Over the last year or so I’ve had a chance to delve deeply into one of Microsoft’s newer Azure offerings: Azure Data Factory (ADF). This post is a summarized version of a talk I’ve given at a few conferences and meetups in recent months.
A huge part of what we deal with in tech is data. It’s everywhere, and it’s only getting bigger. It used to be that if we needed to move data between different systems or data sources, we would have to spend hours, days, or even weeks writing some custom integration that would take the data from one system and convert it to be imported into a different system.
That’s where ETL software comes into play. ETL stands for Extract, Transform, Load. It, and its alternative ELT (Extract, Load, Transform), refers to a category of software products designed to move massive amounts of data between different data sources (with or without some form of data transformation).
The biggest difference between ETL and ELT products are that with ETL, the data is manipulated before being delivered to the destination. With ELT products, the data is manipulated after being delivered to the destination data source.
You might move data from a spreadsheet to SQL Server, SalesForce to an ERP, a web API to your ticketing system, or your HR system to a data warehouse. The possibilities are only limited by the data sources that your ETL product supports.
ETL products have been around for decades and there are a vast number of ETL/ELT products on the market. Some of them are cloud-based, some are server-based, some are desktop software products, and some are plug-ins available for other data software products.
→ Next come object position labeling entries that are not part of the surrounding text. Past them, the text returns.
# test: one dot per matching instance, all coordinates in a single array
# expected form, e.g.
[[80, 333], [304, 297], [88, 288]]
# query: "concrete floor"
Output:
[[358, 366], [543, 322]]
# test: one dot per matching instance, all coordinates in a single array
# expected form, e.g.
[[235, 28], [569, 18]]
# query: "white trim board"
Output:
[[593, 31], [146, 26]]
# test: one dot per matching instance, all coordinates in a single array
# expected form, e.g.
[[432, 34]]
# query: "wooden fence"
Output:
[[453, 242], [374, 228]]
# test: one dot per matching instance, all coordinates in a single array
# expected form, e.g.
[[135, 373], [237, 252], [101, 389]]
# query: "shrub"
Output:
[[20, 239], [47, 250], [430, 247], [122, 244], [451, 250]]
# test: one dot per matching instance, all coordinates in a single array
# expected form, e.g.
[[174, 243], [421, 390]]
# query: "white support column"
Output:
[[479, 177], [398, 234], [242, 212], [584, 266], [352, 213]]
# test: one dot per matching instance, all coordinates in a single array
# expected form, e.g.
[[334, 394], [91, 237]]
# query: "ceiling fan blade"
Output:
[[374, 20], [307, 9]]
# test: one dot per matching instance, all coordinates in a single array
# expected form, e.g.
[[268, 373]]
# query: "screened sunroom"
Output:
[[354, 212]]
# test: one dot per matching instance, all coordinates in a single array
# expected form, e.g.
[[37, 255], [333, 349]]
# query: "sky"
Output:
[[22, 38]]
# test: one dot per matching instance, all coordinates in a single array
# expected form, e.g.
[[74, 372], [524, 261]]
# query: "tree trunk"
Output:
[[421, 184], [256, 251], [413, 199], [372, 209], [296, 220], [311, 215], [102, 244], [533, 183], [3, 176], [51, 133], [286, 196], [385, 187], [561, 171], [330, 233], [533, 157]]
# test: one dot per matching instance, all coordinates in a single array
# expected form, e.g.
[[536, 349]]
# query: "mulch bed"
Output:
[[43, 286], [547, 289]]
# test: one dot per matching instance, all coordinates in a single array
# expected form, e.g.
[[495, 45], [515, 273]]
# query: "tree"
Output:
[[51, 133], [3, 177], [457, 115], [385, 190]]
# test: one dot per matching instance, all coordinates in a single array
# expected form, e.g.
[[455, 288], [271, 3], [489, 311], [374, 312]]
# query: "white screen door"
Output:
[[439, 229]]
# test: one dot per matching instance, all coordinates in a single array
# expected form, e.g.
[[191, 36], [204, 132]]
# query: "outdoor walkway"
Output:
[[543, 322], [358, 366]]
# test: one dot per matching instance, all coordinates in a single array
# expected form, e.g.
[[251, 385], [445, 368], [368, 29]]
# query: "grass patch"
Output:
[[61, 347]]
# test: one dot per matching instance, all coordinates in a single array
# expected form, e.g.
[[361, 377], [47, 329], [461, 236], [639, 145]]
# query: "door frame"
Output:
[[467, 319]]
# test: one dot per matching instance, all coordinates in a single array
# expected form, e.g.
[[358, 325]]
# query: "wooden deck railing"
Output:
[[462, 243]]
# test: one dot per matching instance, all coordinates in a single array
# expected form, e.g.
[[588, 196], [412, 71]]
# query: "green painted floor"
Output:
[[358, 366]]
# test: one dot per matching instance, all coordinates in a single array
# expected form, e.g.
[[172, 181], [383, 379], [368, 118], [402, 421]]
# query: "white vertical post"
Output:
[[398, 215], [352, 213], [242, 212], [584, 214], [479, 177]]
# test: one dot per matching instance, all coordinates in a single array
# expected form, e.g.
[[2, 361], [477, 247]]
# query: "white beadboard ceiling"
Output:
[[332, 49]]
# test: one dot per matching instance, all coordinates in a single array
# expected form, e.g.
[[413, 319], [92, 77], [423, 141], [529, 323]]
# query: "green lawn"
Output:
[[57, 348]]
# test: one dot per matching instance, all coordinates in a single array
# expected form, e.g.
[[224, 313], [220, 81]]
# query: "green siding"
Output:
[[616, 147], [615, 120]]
A small sample of available ETL/ELT products
Azure Data Factory
Introduced a few years ago on their Azure cloud platform, ADF is a primarily GUI based, serverless, fully managed ETL tool that excels at moving data between a large variety of data sources–more than 90 different data sources at last count.
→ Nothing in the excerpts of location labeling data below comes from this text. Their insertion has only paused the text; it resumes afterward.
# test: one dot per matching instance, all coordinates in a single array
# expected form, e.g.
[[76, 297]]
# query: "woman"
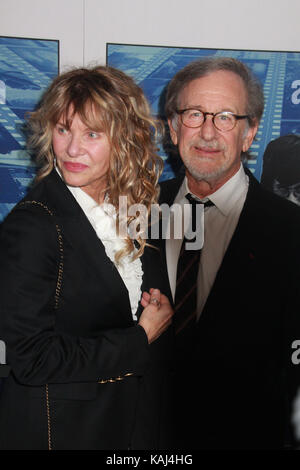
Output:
[[90, 357]]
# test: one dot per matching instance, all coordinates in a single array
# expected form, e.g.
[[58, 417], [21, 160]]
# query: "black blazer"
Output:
[[107, 388], [241, 360]]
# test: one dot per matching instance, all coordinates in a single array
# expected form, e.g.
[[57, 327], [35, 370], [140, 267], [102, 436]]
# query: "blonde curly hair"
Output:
[[107, 100]]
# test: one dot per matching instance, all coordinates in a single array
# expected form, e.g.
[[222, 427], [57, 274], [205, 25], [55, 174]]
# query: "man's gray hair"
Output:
[[203, 67]]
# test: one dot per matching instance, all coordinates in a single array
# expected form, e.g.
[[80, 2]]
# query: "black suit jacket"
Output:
[[241, 359], [91, 337]]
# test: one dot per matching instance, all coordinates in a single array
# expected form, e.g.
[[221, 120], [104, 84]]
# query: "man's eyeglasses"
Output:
[[223, 121]]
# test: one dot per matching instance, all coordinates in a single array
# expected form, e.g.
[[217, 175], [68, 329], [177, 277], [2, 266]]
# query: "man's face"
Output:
[[208, 153]]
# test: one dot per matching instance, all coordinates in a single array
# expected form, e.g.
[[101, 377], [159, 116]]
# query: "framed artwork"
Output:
[[279, 72], [27, 66]]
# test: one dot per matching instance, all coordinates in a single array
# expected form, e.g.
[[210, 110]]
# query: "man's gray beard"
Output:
[[199, 175]]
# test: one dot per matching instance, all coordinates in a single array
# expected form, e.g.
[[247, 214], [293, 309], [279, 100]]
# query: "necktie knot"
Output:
[[193, 201]]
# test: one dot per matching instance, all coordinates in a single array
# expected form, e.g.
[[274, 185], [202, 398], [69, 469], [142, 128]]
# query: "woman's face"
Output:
[[82, 156]]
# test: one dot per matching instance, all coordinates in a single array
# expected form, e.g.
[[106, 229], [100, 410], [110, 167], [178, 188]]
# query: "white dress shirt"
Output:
[[220, 222], [103, 220]]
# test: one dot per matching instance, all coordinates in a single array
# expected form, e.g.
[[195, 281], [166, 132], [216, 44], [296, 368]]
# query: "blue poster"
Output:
[[279, 72], [27, 66]]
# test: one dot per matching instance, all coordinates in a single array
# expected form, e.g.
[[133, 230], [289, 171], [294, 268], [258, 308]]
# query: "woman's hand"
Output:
[[157, 314]]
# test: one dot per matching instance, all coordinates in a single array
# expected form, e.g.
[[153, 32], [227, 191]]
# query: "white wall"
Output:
[[228, 24], [47, 19], [84, 26]]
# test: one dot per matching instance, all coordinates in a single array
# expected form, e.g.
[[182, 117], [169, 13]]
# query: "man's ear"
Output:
[[173, 132], [249, 137]]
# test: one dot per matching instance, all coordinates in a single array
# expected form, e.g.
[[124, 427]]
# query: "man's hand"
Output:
[[157, 314]]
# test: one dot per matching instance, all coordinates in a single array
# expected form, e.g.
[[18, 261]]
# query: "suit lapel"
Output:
[[241, 252], [80, 234]]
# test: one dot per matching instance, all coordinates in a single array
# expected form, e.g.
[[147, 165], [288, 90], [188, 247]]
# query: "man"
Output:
[[235, 377], [281, 167]]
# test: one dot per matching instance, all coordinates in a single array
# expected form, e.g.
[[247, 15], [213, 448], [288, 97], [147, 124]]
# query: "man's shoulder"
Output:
[[271, 204], [169, 189]]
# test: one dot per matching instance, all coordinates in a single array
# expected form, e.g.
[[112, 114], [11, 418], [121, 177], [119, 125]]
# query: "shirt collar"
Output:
[[226, 196]]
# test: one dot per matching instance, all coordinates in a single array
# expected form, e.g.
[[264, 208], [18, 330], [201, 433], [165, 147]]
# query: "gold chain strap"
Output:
[[56, 299]]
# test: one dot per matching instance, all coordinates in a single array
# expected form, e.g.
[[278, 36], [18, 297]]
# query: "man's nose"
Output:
[[208, 130], [75, 146]]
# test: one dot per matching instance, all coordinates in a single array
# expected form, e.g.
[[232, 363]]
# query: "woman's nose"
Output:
[[75, 146]]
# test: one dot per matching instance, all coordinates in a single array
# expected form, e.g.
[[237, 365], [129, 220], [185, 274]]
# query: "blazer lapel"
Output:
[[241, 252], [82, 236]]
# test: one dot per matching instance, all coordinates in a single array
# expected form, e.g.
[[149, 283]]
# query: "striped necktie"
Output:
[[186, 282]]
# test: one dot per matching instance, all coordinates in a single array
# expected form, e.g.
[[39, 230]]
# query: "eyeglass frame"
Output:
[[236, 116]]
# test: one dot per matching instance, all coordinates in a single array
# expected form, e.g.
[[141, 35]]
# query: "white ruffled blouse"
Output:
[[103, 219]]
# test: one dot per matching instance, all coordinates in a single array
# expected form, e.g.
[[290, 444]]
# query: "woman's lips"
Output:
[[75, 167], [207, 150]]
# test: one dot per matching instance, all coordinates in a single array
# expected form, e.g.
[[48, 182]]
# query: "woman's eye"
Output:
[[93, 135]]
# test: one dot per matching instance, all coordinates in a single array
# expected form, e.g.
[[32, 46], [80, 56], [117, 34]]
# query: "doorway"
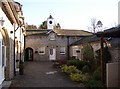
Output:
[[29, 54], [52, 54]]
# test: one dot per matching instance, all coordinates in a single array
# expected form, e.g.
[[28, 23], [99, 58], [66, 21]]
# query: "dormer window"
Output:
[[52, 37]]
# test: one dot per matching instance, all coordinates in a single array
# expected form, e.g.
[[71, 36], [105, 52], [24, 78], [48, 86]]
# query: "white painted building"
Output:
[[11, 37]]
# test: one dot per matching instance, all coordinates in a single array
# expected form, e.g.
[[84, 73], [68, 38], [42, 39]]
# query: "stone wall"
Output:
[[35, 42]]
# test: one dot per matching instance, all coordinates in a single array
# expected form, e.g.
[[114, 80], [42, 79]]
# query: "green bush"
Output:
[[81, 78], [85, 69], [97, 74], [69, 69], [79, 64], [88, 53], [93, 84]]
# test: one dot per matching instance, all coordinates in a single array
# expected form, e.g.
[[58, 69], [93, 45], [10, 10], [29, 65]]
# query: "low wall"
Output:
[[113, 74]]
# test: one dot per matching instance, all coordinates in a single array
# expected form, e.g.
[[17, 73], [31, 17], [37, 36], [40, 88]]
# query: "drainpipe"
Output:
[[15, 29], [68, 46], [102, 60]]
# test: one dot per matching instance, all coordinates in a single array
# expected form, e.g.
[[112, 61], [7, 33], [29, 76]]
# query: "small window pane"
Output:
[[52, 37], [41, 50], [62, 50]]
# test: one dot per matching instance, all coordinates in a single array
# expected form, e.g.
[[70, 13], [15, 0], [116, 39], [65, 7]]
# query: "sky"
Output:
[[71, 14]]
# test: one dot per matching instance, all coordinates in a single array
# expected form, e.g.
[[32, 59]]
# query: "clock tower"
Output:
[[50, 22]]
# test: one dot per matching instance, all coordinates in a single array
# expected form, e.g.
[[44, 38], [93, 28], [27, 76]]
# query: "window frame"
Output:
[[41, 50], [62, 50], [52, 36]]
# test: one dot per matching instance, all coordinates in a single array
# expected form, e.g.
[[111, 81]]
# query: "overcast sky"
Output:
[[71, 14]]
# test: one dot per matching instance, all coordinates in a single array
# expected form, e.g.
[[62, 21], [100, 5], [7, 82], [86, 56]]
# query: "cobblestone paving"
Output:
[[42, 74]]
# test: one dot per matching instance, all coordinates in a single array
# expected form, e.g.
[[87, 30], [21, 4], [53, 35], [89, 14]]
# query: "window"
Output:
[[41, 50], [62, 50], [51, 51], [75, 51], [52, 37]]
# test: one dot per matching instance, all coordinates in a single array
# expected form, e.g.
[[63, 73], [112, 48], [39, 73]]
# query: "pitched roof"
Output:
[[72, 32], [89, 39], [111, 32], [63, 32]]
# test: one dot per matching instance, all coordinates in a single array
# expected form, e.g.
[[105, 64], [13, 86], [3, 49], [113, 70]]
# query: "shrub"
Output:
[[97, 74], [78, 77], [85, 69], [88, 54], [94, 84], [69, 69], [79, 64]]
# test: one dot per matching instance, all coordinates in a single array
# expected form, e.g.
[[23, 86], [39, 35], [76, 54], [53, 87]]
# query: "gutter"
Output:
[[9, 9]]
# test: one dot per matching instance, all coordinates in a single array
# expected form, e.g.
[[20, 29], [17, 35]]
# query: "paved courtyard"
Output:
[[42, 74]]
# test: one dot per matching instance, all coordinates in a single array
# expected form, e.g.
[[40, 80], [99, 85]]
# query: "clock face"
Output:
[[50, 22]]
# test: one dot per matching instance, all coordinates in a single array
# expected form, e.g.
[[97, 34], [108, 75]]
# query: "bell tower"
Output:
[[50, 22]]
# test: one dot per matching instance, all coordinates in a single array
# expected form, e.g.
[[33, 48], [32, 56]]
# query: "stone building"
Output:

The user interface is designed around a flowchart-style workflow, allowing you to tie together a series of activities, which work together to get your data from the source to the destination. Along the way you can use other activities to do any data manipulation you might need to do in transit such as converting data formats, redacting personally identifiable information, merging data together, or adding autogenerated and calculated fields of data.
Pipelines
A workflow in ADF is known as a pipeline. The pipeline represents the complete set of actions that a workflow will undertake. A pipeline may contain up to 40 actions in total, but one of those actions allows a pipeline to call another pipeline, so theoretically there isn’t an effective limit to the number of actions a pipeline can carry out.
Triggers
A pipeline can be triggered in three ways. The first method is to run it on a schedule. While not completely as flexible as your typical cron job scheduling, scheduled triggers for ADF can be set up in almost any way you might need.
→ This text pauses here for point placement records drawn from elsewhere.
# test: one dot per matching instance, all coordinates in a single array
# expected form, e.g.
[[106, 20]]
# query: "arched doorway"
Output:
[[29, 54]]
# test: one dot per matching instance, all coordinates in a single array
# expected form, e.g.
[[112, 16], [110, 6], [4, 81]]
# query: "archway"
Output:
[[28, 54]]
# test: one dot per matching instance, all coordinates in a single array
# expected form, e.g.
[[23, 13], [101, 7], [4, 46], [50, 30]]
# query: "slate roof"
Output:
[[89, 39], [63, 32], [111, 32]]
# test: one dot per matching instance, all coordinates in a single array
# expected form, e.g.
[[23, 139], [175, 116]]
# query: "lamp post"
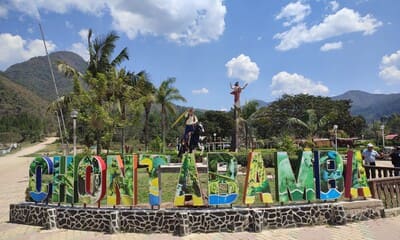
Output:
[[74, 115], [335, 127], [215, 139]]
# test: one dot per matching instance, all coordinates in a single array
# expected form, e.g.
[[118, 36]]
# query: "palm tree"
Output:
[[165, 94], [101, 50], [148, 92], [312, 124]]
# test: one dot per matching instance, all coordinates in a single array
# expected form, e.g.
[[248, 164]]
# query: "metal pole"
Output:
[[335, 127], [74, 127]]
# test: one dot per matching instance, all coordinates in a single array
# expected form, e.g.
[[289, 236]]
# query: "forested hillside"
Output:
[[35, 74]]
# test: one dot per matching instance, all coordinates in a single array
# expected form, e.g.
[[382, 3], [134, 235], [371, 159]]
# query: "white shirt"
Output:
[[370, 156], [190, 119]]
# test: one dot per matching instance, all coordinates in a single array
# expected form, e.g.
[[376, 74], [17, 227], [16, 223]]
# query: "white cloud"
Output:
[[342, 22], [69, 25], [331, 46], [32, 8], [242, 68], [294, 13], [390, 68], [3, 11], [80, 49], [334, 5], [200, 91], [286, 83], [183, 22], [83, 33], [15, 49]]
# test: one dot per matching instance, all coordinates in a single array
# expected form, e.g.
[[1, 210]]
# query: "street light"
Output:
[[74, 115], [335, 127], [215, 139]]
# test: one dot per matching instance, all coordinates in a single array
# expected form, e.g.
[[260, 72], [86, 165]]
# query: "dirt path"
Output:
[[14, 176]]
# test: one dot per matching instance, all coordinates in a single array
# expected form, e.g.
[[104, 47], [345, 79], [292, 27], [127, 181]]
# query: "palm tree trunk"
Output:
[[146, 126], [98, 143], [123, 129], [163, 113]]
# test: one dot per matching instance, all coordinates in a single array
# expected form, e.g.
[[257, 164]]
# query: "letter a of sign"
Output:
[[91, 180], [256, 180], [328, 167], [288, 187], [356, 183], [41, 173], [188, 182]]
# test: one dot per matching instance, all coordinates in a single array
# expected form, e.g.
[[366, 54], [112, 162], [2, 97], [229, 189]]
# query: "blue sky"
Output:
[[319, 47]]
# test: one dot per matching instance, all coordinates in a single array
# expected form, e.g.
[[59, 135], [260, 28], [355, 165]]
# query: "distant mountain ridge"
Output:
[[35, 74], [372, 106], [16, 99]]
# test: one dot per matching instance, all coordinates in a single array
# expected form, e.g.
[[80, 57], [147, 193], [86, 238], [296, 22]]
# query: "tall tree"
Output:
[[165, 95], [147, 91], [101, 50], [104, 85], [312, 124]]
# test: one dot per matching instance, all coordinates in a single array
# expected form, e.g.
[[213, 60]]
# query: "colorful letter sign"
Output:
[[153, 162], [188, 182], [91, 180], [256, 180], [120, 180], [328, 167], [41, 179], [288, 187], [356, 184], [222, 185]]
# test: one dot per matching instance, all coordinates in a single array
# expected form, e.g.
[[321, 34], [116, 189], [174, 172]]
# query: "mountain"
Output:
[[35, 74], [16, 99], [371, 106]]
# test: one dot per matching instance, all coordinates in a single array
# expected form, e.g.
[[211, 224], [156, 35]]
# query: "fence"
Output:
[[384, 183]]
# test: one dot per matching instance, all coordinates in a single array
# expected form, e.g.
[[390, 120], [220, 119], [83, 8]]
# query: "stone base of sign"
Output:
[[183, 221]]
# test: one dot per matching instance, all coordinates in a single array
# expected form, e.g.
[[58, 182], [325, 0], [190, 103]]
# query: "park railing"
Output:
[[384, 183], [387, 190], [374, 172]]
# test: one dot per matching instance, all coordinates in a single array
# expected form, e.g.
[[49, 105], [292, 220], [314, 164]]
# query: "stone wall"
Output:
[[183, 221]]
The second trigger method for a pipeline is a file event in Azure blob storage. This can either be a file created event, or a file deleted event. When these events occur, the trigger can pass in various pieces of information about the file that triggered the event. This method is perfect for triggering a pipeline to process a file that gets dropped into blob storage.
The third type of trigger is an external trigger. A pipeline can be triggered from an external source, such as a web server call. One typical approach to this is to set up an Azure function that triggers an ADF pipeline based on some programming result, or as the result of some action in an ASP.NET web API function.
Activities
Each step in the pipeline is known as an activity. ADF has a wide variety of activities that it can carry out. The most common one is the “Copy data” activity, which moves data from one place to another and is capable of doing some simple data manipulation along the way. Examples of this might include copying data from a CSV file to a SQL database table, or calling a web API to pull data into SalesForce
For more complex data conversions there is a data flow activity, which allows you to do more complex data manipulation such as merging multiple data sources together or generating multiple output files.
Other activities include things like conditionals, iterators, calling web endpoints or Azure functions, interacting with data bricks, power query calls, u-SQL calls against data lake sources, calling machine learning processes, and so forth.
Datasets & Linked Services
A particular set of data in ADF is called a dataset, funnily enough. A dataset represents a block of data from a particular data source. A dataset might be the data in a SQL table, the rows from a CSV file, the results of an Azure function call, and so forth.
The connections to the various data sources are known as linked services. A linked service might be a SQL Server, a website, a CSV file, a Salesforce instance, and so forth. The credentials for these various connections can either be stored in the ADF configuration for the linked service or stored in Azure Key Vault for retrieval and use. It’s important to remember that any created connection will be available to any pipeline in that particular instance of ADF.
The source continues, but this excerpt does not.